Et pourtant, on est nombreux à ressentir un décalage. On a le mode d’emploi, mais la machine reste à l’arrêt. On se lance dans un projet avec toutes les cartes en main, mais on bute, on stagne, et parfois, on abandonne. Ce n’est pas le manque de moyens qui nous a fait défaut, ni même la compétence. C’est autre chose, quelque chose de plus profond, de plus intime.
C’est la conviction. C’est le sentiment que ce que l’on fait a une importance, une utilité qui dépasse le simple accomplissement d’une tâche. C’est la foi, presque irrationnelle, que c’est possible. Cette conviction est le véritable moteur, le carburant invisible qui nous permet de persévérer face aux obstacles.
Sans cette conviction, nos outils les plus sophistiqués ne sont que de froids objets. Nos compétences, aussi aiguisées soient-elles, ne sont qu’un savoir inanimé. On peut maîtriser l’art de la menuiserie à la perfection, mais si on ne croit pas que le meuble que l’on fabrique trouvera un jour sa place et apportera de la joie, notre main hésitera, et la première écharde nous fera douter.

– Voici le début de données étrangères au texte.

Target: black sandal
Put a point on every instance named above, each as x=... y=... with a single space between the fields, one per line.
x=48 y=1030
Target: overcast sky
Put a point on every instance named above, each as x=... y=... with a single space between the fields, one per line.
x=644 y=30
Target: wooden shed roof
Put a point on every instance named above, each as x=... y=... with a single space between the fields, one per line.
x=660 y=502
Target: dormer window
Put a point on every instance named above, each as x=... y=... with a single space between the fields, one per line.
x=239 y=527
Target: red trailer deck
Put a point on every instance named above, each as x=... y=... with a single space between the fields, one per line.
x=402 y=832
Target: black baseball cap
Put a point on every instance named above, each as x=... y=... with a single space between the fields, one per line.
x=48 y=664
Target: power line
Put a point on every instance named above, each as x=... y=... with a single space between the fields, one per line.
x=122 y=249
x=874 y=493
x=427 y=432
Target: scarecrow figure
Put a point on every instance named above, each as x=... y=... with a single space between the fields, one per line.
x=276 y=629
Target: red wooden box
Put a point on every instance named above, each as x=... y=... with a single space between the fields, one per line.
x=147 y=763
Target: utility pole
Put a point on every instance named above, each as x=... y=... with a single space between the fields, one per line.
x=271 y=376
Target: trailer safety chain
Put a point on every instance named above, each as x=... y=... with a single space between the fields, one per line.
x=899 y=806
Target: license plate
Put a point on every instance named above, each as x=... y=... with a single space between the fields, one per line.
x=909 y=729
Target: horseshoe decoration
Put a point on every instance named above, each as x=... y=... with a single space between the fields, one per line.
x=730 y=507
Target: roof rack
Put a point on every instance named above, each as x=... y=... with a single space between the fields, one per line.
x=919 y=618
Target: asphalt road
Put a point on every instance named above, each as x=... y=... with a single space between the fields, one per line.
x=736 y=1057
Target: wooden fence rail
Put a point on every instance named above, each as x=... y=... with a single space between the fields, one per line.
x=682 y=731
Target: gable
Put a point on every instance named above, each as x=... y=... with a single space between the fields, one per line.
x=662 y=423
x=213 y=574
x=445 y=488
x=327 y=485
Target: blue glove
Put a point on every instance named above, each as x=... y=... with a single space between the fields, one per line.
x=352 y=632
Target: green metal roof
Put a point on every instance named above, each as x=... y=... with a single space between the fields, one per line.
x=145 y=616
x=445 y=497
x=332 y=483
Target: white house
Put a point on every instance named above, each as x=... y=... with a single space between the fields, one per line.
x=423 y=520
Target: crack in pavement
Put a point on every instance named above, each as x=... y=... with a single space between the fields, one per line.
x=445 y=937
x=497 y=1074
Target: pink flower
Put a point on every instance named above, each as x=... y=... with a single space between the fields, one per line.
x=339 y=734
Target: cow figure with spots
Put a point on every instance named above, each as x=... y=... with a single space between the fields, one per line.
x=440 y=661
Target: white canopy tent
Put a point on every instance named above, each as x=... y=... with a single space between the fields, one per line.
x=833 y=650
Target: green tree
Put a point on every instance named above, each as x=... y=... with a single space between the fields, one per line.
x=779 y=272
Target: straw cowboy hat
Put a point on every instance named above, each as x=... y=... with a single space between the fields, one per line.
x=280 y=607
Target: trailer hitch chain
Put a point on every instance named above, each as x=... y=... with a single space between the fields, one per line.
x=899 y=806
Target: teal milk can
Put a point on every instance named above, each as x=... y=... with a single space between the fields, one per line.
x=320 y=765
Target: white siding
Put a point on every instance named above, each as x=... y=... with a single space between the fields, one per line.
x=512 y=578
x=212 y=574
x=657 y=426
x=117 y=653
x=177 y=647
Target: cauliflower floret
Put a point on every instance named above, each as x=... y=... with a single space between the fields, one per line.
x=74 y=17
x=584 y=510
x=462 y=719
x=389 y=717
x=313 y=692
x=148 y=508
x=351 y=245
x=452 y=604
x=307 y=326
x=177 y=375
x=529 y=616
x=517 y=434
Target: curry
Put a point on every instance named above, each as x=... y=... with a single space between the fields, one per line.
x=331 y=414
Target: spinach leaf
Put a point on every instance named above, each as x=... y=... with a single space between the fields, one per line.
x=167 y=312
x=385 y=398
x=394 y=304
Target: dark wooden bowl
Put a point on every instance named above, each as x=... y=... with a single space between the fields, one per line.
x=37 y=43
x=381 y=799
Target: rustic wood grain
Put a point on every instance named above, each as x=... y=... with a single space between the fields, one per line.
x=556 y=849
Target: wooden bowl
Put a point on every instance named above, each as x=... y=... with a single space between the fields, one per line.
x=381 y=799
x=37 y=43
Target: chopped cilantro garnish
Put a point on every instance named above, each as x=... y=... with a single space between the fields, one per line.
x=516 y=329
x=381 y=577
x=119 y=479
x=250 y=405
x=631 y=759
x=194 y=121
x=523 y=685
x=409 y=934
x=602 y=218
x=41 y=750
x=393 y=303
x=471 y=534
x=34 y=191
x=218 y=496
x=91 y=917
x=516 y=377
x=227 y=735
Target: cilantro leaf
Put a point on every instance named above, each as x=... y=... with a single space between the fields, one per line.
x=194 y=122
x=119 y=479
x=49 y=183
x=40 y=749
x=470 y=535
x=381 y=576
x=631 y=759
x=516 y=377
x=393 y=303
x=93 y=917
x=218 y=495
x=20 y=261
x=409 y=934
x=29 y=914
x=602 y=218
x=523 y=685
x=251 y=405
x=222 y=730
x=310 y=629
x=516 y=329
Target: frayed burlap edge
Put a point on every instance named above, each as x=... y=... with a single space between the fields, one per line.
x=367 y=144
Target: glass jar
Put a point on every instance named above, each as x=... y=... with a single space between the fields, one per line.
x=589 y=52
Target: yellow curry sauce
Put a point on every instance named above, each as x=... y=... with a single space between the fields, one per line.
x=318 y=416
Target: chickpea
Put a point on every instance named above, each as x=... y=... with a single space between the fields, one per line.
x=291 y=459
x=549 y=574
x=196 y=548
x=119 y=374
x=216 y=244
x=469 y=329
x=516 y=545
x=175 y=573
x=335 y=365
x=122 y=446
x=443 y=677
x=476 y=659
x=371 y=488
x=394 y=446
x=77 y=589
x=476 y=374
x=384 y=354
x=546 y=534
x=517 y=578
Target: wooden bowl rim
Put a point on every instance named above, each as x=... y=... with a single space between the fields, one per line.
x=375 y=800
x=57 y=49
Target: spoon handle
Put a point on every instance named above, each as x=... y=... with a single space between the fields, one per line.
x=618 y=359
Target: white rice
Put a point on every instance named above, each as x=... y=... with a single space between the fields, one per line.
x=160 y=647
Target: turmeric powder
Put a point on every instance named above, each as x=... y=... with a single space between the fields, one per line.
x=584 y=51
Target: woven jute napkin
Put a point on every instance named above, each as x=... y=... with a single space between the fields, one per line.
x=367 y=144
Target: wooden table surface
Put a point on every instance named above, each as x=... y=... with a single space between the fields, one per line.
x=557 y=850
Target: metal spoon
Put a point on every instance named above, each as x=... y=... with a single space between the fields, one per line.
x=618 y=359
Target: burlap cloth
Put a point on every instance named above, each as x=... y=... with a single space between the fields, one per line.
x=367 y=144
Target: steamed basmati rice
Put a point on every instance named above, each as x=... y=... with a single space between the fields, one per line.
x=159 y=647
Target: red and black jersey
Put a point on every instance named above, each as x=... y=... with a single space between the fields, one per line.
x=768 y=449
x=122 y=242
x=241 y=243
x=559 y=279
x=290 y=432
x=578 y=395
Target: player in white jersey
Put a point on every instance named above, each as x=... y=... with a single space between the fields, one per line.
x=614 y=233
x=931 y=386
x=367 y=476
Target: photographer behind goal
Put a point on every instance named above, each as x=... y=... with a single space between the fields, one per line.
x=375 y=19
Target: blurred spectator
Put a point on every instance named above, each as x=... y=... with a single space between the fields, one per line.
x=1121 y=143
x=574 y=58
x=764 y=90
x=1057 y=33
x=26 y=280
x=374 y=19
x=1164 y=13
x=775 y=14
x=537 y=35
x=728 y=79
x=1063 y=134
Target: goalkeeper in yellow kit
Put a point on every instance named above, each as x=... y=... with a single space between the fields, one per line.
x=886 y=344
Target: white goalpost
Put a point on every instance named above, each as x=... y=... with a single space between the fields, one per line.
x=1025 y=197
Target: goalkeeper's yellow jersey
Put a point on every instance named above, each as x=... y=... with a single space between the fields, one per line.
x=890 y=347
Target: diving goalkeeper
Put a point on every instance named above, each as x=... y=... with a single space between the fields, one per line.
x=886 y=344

Cette conviction, ce n’est pas une donnée qu’on peut télécharger ou une compétence qu’on peut apprendre. Elle naît de nos tripes, de nos valeurs, de notre désir d’impact. C’est le sens que l’on donne à notre action. C’est pourquoi on voit des personnes avec peu de moyens accomplir de grandes choses, parce qu’elles sont animées par une flamme intérieure que ni l’échec ni la difficulté ne peuvent éteindre.
Aujourd’hui, dans un monde qui nous pousse à la performance et à l’efficacité, on oublie parfois de se poser cette question essentielle : pourquoi est-ce que je fais ça ? A-t-on la conviction profonde que ce que l’on fait est nécessaire, possible, et qu’il en résultera quelque chose de bon ? Ou est-ce qu’on se contente d’exécuter un plan, de cocher des cases, en attendant un succès qui ne viendra jamais, faute de cœur à l’ouvrage ?
Car le succès, le vrai, n’est pas l’atteinte d’un but, mais la poursuite d’une voie qui nous semble juste, portée par la certitude que l’on est à la bonne place, en train de faire la bonne chose.